Herr Becher, das werde ich Ihnen garantiert nicht sagen. Ich werde es Ihnen erst mitteilen, wenn wir innerhalb dieser Legislaturperiode gemeinsam mit der CSU einen Weg gefunden haben. Wenn das nicht passiert sein sollte: Vielleicht ist es ja der nächste Koalitionsvertrag, der diese Punkte ganz klar festlegt. Dann werden wir mal schauen, wer von uns da beteiligt ist.

(Beifall bei den FREIEN WÄHLERN)

Danke schön. – Nächster Redner ist der fraktionslose Abgeordnete Raimund Swoboda.

Hohes Haus, verehrte Bürger! Wer will denn eigentlich den Eltern in der Kita und im Kindergarten die notwendigen und angemessenen Mitwirkungs- und Beteiligungsrechte verweigern, wie es hier vom Herrn Becher in seiner Rede behauptet wurde? – Keiner. Schließlich sind es die Erziehungsberechtigten, die letztlich an vorderster Stelle für das Wohl und Wehe ihrer Sprösslinge verantwortlich sind. Diese Erziehungsaufgabe zu unterstützen, ist aller Ehren wert.

Aber die Frage ist: Wie? Was hier von den Ampel-Oppositionären vorgetragen wurde, wirkt auf mich so, als ob sie sich in Bayern einen Zugang schaffen wollen, eine zusätzliche Bürokratieebenenkultur, also Verbandsmeierei. Aber bedarf es dergleichen etwa als Landeselternvertretung, einer weiteren Instanz also, die einen gesetzlichen Anspruch hätte, vom Ministerium über alle grundsätzlichen Fragen zum Beispiel der Kindertagesbetreuung unterrichtet zu werden? – Nein, braucht es nicht. Braucht es weitere bürokratische, kostentreibende Gremienstrukturen wie Gesamtelternbeiräte auf kommunaler Ebene, die es Kita-Eltern ermöglichen sollen, Wünsche und Anregungen dem Ministerium als Forderung vorlegen zu können? – Wohl eben auch nicht.

Es scheint eher so, als wollten sich damit die GRÜNEN und die Roten hier im Haus nur weitere Einflussmöglichkeiten im Bereich der frühkindlichen Erziehung verschaffen, die man dann über großstädtisch dominierte Gesamtelternbeiräte und

den Landeselternbeirat als demokratisch legitimiert ausgeben kann, um diesen Einfluss dann auch in allen anderen Kitas in Bayern geltend machen zu können.

Nein, wir brauchen das alles nicht!
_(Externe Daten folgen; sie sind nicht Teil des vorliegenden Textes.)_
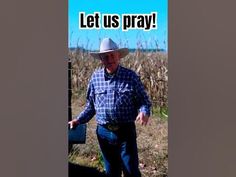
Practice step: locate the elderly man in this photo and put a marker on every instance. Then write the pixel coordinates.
(117, 97)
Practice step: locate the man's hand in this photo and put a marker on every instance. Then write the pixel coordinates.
(73, 123)
(142, 119)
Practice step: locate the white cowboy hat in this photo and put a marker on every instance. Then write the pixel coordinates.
(107, 45)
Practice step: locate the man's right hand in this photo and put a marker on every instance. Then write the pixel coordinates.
(73, 123)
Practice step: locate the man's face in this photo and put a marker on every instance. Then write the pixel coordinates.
(111, 61)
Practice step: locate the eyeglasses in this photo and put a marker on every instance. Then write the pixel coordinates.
(107, 56)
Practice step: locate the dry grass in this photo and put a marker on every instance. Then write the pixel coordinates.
(152, 139)
(152, 147)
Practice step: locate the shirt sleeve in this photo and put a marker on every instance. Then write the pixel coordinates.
(143, 102)
(89, 110)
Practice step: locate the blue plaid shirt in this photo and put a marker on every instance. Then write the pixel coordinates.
(115, 99)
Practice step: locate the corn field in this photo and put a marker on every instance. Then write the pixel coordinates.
(152, 67)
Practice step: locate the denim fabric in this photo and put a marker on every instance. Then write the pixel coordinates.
(119, 151)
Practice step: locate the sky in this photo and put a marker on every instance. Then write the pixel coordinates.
(90, 38)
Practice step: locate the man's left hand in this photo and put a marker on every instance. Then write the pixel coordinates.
(142, 119)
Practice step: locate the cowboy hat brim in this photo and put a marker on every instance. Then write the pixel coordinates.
(122, 51)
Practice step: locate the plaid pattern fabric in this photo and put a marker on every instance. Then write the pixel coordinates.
(115, 99)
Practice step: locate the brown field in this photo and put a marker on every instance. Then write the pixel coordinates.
(153, 138)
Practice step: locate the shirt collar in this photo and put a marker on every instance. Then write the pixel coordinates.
(116, 74)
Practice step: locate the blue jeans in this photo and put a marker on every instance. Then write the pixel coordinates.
(119, 150)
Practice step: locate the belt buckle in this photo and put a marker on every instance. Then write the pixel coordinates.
(113, 127)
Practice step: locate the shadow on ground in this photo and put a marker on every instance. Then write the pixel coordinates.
(76, 170)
Denn die Eltern und die Kita-Verantwortlichen vor Ort wissen um die speziellen Probleme und kennen ihre Ansprechpartner in den Kommunen, in der Politik und auch bei den Trägern. Diese Gesetzesinitiative ist meiner Meinung nach eine Luftnummer.

Herr Swoboda, Ihre Redezeit geht zu Ende.

Lassen Sie sich etwas Besseres einfallen!

Das Wort hat nun die Staatsministerin Ulrike Scharf.

Herr Präsident, liebe Kolleginnen und Kollegen! Adäquate Elternbeteiligung ist wichtig. Sie ist mir persönlich wichtig und ist unserem Haus sehr wichtig. Deshalb arbeiten wir aktuell an einem Konzept für eine ganz passgenaue Elternvertretung.

Der vorliegende Vorschlag wärmt lediglich altbekannte Forderungen auf. Ich darf Sie daran erinnern: Schon bei der Schaffung unseres BayKiBiG, des Bayerischen Kinderbildungs- und -betreuungsgesetzes, im Jahr 2005 gab es diese Forderung. Wer es vergessen haben sollte: Damals bereits haben sich die kommunalen Spitzenverbände klar gegen diese Forderungen ausgesprochen.

Eine Elternvertretung, wie sie der Gesetzentwurf fordert, lehne ich ab. Was SPD, FDP und GRÜNE hier vorschlagen, ist ein vermeintlich basisdemokratisch legitimierter Elternbeirat. Auf kommunaler und interkommunaler Ebene sollen dabei noch zusätzlich Gesamtelternbeiräte gegründet werden. Wir haben das in der Debatte jetzt schon mehrfach gehört. Das ist ein immenses Bürokratiemonster, das unglaublich viel Zeit und vor allen Dingen Ressourcen verschlingt.